Николай Шипилов
ЗОЛОТАЯ ЦЕПЬ
Святочный рассказ
Отец Оли, Борис Никитович Гарин, в недавнее еще время — год и три месяца тому — скончался, не рассчитавшись с долгами. Все, что осталось в имуществе его семьи, пришедшем в полную выморочность, — это две дочери, из которых одной уже подсветило тридцатью, а вторая, десятью годами младше, ушла замуж за нерусского в Австралию, и там она пока затерялась, оставив, впрочем, и старшей какую-никакую надежду, покинув страшнеющую Родину, уехать к теплому океану, где, говорили, нет красивых женщин и возможно все: от замужества до плена. Или тлена. Погибель на чужбине не пугала Олю — она еще не знала чужбины, а здесь — не то умер, не то погиб ее отец, потом — мама, потом ее, Олина, юность и простые надежды. Она стала сиротой и брошенкой на отчужденной земле.

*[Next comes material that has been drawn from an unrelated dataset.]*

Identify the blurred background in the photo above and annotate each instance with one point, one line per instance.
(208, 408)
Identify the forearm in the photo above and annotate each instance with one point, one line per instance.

В прабабушкиной квартирке, что осталась ей после разорения и всех смертей, в маминой сумке из первоклассно мягкой кожи, которая, казалось ей, еще хранила в своих порах материнское слабое тепло, в этом чреве, вобравшем и запах духов, и маминых сигарет «Vogue», а позже — «Явы», а позднее и «Примы», среди тусклых костяных коробочек с засохшим такыром пудры и двух-трех тюбиков с губной помадой, среди прочей мелочи нашлась и вещица, похожая на золотую медаль.
На одной ее стороне был изображен столп закона, на другой — лицевой — накладной государственный герб, а вокруг него надпись крупными буквами: «Городской судья». К этой медали была и золотая цепь. Оля закрывала глаза, хмурила лоб и видела новогодние домашние вечеринки, залитую серебряным дождем елку, видела оранжевую кожуру мандаринов, голубоглазую киску с серпантинным бантом на шее, смеющегося отца с золотой цепью на груди. Цепь буквой «V» ложилась на огромный живот отца, имея на острие стрелки этот самый знак или медаль, а может быть, и орден.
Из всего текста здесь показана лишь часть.